Why does the report include information on year over year as well as month to month changes?
Month-over-month changes in housing market indicators may signal the direction an indicator is taking, but they can also be volatile. Year-over-year changes often provide more of a perspective on the direction an indicator has taken. For example, sales of new single-family home sales fell slightly between November and December 2019, but these sales actually increased from December 2018. The HMI report includes charts, which give an excellent perspective on trends in housing market indicators.
Are there any seasonal trends that impacted the January 2020 housing market indicators?
Many of the housing market indicators are seasonally adjusted so that one can compare market indicators over a given time period without having to account for seasonal variation.
Is there any geographic variation in the housing market trends as of January 2020?
Geographic variation by Census regions, states and metropolitan areas can be found in the source data for many of the housing market indicators. Geographic variation will differ by type of indicator. For example, in December, new home construction on single-family homes increased in the Midwest and South but decreased in the Northeast and West Census regions. In terms of new home sales, purchases rose in the Midwest and West but fell in the Northeast and South.
Why is it important to look at both the supply of new homes for sale and the inventory of existing homes on the market?
The sales market for housing has two components, sales of new homes reported by the U.S. Census Bureau and sales of previously owned (existing) homes reported by the National Association of Realtors®. It is important to look at both new and existing home sales to capture the entire market. Historically, existing homes sales have accounted for 85 percent of the market, but they currently make up about 90 percent of the market.
How can changes in the mortgage rate impact the housing market?
A decline in mortgage rates lowers the cost of financing a home and often has a positive impact on home sales. As the demand for home purchases increases over time, however, it often pushes up home prices which has a dampening effect on home sales.
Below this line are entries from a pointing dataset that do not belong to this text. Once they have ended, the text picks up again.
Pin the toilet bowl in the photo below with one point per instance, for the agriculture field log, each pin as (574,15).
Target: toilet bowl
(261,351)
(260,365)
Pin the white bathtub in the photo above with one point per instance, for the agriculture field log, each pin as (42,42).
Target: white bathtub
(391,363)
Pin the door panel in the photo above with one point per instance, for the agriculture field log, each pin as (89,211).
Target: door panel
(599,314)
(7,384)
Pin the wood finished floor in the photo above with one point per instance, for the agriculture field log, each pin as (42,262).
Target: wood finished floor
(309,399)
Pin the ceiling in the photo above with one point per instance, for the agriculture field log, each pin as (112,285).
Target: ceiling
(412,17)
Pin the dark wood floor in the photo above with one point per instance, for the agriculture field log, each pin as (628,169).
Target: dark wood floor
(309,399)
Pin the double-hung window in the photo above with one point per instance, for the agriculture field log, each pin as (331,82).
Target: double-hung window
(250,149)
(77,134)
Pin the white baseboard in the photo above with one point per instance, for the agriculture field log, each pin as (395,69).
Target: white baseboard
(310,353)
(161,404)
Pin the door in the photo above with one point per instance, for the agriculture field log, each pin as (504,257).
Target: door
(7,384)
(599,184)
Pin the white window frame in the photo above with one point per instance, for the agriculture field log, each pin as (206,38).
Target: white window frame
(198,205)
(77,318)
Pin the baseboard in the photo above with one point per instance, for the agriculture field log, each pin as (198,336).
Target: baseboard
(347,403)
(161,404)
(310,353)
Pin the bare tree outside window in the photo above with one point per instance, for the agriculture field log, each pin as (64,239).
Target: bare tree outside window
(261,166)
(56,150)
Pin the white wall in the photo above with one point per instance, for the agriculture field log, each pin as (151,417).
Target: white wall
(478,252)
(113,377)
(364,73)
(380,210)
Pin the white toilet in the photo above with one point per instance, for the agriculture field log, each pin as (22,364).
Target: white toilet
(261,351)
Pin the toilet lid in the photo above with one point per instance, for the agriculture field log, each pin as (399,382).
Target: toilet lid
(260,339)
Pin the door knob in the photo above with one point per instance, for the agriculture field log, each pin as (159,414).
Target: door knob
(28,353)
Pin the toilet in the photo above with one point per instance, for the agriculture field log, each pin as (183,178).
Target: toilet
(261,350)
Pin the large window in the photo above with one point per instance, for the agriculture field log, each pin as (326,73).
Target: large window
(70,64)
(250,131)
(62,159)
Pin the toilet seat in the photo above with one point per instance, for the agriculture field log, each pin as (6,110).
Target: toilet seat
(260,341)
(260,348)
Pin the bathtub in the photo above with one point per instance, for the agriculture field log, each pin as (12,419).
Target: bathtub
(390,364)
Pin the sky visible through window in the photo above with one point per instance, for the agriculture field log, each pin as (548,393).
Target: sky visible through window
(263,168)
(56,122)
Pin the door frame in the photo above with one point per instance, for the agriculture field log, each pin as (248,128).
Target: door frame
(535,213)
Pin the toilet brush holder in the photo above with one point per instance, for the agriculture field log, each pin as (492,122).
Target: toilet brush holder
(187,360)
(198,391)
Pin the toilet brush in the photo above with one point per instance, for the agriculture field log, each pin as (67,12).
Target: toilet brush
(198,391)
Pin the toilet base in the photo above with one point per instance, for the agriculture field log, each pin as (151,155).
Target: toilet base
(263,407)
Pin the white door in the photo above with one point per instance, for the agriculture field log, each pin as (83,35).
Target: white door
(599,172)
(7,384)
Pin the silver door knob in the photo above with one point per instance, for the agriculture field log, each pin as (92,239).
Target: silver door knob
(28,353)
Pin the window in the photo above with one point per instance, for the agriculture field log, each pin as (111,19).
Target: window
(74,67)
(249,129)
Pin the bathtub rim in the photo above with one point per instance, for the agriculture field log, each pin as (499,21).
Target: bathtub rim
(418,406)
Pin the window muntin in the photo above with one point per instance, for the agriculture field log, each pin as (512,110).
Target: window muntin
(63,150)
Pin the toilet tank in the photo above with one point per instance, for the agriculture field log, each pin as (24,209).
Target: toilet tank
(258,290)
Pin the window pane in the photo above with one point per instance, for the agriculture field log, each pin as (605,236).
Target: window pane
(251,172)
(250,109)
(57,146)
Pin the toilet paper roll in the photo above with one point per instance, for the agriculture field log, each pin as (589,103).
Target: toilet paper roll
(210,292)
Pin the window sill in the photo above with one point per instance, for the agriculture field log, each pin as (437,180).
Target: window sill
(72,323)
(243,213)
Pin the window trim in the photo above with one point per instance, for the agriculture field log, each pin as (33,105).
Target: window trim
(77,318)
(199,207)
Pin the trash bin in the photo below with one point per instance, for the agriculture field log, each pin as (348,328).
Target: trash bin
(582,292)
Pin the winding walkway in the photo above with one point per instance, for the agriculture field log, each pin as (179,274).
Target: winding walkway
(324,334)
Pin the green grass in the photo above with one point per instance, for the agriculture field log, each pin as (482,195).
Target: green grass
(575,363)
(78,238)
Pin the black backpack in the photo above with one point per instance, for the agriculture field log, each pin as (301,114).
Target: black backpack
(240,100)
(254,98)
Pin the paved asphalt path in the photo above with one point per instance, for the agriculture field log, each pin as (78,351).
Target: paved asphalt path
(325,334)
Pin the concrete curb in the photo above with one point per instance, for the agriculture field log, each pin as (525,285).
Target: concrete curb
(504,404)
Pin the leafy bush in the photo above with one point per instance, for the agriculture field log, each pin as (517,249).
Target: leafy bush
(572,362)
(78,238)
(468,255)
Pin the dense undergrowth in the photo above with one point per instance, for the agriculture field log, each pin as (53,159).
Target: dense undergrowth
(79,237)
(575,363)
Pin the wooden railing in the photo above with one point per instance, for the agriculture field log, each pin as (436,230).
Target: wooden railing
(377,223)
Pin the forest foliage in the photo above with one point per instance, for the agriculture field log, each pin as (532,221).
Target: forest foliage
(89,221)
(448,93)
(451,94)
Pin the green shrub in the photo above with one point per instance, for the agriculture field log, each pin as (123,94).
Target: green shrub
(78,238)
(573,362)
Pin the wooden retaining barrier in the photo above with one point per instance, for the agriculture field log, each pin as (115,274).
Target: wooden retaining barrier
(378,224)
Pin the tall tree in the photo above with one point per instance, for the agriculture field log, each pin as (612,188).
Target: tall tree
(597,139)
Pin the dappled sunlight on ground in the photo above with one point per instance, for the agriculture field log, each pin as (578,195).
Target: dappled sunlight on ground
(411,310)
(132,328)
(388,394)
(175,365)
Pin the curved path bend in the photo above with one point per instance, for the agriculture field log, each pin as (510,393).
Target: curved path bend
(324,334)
How does HUD calculate the Rental Affordability Index?
HUD’s Rental Affordability Index measures whether a typical renter household has enough income to qualify for a lease on a typical rental home. The index is calculated by dividing the median income of a renter household by the qualifying income of a median-priced rental unit using the most recent price and income data. A household is assumed to have enough income to qualify for a lease if the annual rent for the lease is no greater than 30 percent of the household’s annual income. That assumption is used because it is a requirement by most landlords. The Rental Affordability Index equals 100 if the median income of renter households is just high enough to qualify for the median-priced rental unit. An index value of greater than 100 indicates that the median income of renter households is more than enough to qualify for the median-priced rental unit.
The national homeownership rate increased in the fourth quarter of 2019 and is near the historic norm since 1965; what factors affect the increased homeownership rate?
The national homeownership rate reached a peak of 69.2 in 2004 but fell to a low of 62.9 in 2016 as a result of the Great Recession. Except for declining in the first half of 2019, the homeownership rate has generally increased since 2016, rising to 65.1 percent in the fourth quarter of 2019, which is very close to its historic norm of 65.2 percent. Many factors have affected the homeownership rate over this period, including the foreclosure crisis, unemployment and underemployment, slower growth in income relative to home prices, fluctuating mortgage rates, low inventories of homes for sale, and restrictive credit markets. Recent factors that are likely to have impacted the homeownership rate are the low unemployment rate, higher growth in income relative to home prices, and low mortgage rates.